John Frederick Nims
John Frederick Nims (November 20, 1913 - January 13, 1999) was an American poet and academic.
He graduated from DePaul University, University of Notre Dame with an M.A., and from the University of Chicago with a Ph.D. in 1945. He published reviews of the works by Robert Lowell and W. S. Merwin. He taught English at Harvard University, the University of Florence, the University of Toronto, Williams College, University of Missouri, and the University of Illinois at Chicago. He was editor of Poetry magazine from 1978 to 1984. The John Frederick Nims Memorial Prize, for poetry translation, is awarded by the Poetry Foundation.

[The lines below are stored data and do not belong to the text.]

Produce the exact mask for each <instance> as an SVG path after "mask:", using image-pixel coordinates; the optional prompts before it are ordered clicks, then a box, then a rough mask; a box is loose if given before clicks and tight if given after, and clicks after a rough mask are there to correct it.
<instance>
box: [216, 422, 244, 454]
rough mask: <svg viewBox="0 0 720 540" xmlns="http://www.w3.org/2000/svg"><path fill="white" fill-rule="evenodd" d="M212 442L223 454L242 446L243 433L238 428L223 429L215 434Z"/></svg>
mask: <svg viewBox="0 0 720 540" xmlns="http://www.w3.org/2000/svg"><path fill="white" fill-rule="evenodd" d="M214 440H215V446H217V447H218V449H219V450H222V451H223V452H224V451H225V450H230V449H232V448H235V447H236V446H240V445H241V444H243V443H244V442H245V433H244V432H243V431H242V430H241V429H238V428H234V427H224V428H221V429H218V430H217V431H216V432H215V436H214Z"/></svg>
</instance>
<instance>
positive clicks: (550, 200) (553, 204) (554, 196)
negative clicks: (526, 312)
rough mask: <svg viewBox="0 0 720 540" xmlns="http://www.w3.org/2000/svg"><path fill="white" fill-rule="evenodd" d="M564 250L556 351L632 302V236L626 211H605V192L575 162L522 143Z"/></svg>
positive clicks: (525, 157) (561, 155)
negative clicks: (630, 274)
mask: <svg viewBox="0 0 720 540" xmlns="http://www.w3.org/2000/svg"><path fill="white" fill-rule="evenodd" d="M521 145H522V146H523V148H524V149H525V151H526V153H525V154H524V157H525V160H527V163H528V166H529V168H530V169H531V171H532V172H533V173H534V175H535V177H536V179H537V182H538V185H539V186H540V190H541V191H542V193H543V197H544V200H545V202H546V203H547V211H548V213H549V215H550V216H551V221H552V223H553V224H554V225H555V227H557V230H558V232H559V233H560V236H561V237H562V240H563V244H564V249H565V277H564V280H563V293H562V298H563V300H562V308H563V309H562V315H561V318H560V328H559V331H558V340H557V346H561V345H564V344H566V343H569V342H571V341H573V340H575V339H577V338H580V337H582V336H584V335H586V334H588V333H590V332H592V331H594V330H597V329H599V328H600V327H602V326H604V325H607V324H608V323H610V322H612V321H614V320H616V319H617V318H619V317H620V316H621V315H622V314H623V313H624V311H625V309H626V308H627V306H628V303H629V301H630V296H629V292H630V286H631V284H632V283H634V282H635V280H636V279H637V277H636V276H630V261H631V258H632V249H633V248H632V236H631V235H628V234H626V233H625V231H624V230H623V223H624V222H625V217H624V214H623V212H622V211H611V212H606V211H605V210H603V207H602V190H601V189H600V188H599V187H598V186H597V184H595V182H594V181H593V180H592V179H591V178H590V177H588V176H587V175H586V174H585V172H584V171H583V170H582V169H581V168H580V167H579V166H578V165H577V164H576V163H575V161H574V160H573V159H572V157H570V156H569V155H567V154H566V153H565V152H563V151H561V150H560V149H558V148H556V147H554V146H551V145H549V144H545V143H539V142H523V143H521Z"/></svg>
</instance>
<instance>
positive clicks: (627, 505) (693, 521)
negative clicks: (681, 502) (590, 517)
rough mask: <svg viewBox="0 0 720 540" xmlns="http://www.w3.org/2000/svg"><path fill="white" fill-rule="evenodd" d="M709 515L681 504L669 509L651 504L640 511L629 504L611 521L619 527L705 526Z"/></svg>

His other books of poetry include ''Knowledge of the Evening, Poems 1950-1960,'' nominated for a National Book Award; ''A Fountain in Kentucky and Other Poems,'' ''The Kiss: A Jambalaya,'' ''Of Flesh and Bone,'' ''Zany in Denim'' and ''The Six-Cornered Snowflake.'' In the introduction to his ''Selected Poems,'' published in 1982, he wrote: ''From the time I was 5 or 6, I thought poems were a part of the natural world, as real certainly as the rabbits and collies we kept.''
Mr. Nims's books of translations included ''Sappho to Valery: Poems in Translation,'' ''The Poems of St. John of the Cross'' and, last year, ''The Complete Poems of Michelangelo.'' He was editor of Poetry magazine from 1978 to 1985 and editor of ''The Harper Anthology of Poetry'' (1981).
Awards
- American Academy of Arts and Letters grant
- National Foundation for the Arts and Humanities grant
- Institute of the Humanities fellowship
- 1982 Academy of American Poets fellowship
- 1986 Guggenheim Fellowship
- 1991 Aiken Taylor Award for Modern American Poetry.